Mouse Translational Studies
Experimental animal studies are an important tool for biomedical research, chemical safety evaluation, and risk assessment. Recent scientific advances, however, provide new opportunities to enhance the use of whole-animal testing. Gene-editing technologies, for example, have led to the creation of transgenic rodents that can be used to investigate specific questions, such as those related to susceptibility or GxE interactions.
Estimation of inter-individual variability is necessary to determine the human health hazard posed by environmental chemcials. Several genetically-diverse experimental model systems are available to address this challenge. Though not high-throughput, the mouse is an in vivo model fo which genetic resources and genetic maps across dozens of strains are available. Mouse populations, such as the Collaborative Cross, provide an excellent testing system for evaluation of complexities in toxicokinetics and toxicodynamics.
Our group has demonstrated convincingly that genetic diversity in the mouse can be used to identify sensitive populations, leading us to propose a "mouse model of the human population." The Collaborative Cross and other population-wide mouse resources will be utilized by TiCER and will serve as an important in vivo validation strategy for studies in humans and in vitro.
Check out these examples of how the mouse translation studies area of the IHFSC has been used by TiCER scientists below.

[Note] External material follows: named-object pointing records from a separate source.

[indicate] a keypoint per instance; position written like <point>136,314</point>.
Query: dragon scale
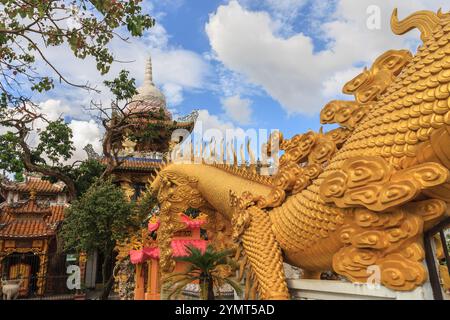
<point>362,201</point>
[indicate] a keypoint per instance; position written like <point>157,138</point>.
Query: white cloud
<point>54,109</point>
<point>238,109</point>
<point>172,67</point>
<point>291,69</point>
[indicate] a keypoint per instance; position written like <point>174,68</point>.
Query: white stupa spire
<point>148,91</point>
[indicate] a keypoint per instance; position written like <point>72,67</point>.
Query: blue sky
<point>245,63</point>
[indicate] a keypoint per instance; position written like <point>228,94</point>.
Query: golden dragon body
<point>347,200</point>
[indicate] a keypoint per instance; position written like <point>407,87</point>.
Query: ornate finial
<point>33,194</point>
<point>423,20</point>
<point>148,77</point>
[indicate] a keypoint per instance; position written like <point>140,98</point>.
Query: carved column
<point>42,274</point>
<point>139,290</point>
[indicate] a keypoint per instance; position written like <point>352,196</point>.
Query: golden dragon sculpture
<point>358,196</point>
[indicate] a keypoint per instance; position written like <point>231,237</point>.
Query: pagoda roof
<point>36,184</point>
<point>137,164</point>
<point>30,219</point>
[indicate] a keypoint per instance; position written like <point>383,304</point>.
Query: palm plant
<point>210,269</point>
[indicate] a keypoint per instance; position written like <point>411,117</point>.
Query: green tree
<point>204,268</point>
<point>96,221</point>
<point>27,27</point>
<point>86,27</point>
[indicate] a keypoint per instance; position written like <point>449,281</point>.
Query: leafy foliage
<point>122,87</point>
<point>87,27</point>
<point>10,153</point>
<point>99,218</point>
<point>203,267</point>
<point>56,142</point>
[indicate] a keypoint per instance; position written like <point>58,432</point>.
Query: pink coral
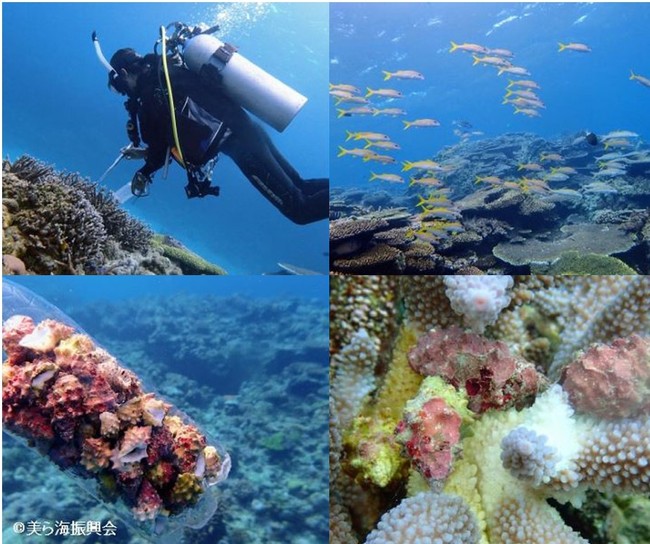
<point>491,376</point>
<point>611,381</point>
<point>429,434</point>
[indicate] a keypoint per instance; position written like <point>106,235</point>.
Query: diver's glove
<point>140,184</point>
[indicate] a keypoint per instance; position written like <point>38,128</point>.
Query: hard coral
<point>485,369</point>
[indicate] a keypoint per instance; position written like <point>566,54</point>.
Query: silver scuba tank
<point>254,89</point>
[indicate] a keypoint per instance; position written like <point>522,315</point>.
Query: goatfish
<point>390,111</point>
<point>402,74</point>
<point>579,47</point>
<point>469,47</point>
<point>528,111</point>
<point>382,144</point>
<point>501,53</point>
<point>421,123</point>
<point>362,110</point>
<point>388,93</point>
<point>366,136</point>
<point>431,182</point>
<point>529,83</point>
<point>523,94</point>
<point>643,80</point>
<point>384,159</point>
<point>517,70</point>
<point>421,165</point>
<point>355,152</point>
<point>344,87</point>
<point>494,61</point>
<point>351,99</point>
<point>392,178</point>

First example is a bedside-to-bench-to-population translation study of acetaminophen (APAP)-induced liver injury (Figure 4B). In that study, Drs. Rusyn, Threadgill, and collaborators modelled inter-individual variability in APAP-induced liver injury observed in a human clinical cohort in a population of ~40 inbred mouse strains, mapped the susceptibility loci, validated several of the candidates in the human cohort, and then demonstrated that inflammation, not metabolism of APAP to a reactive thiol, is the most important mechanism for the variability in adverse outcomes in humans.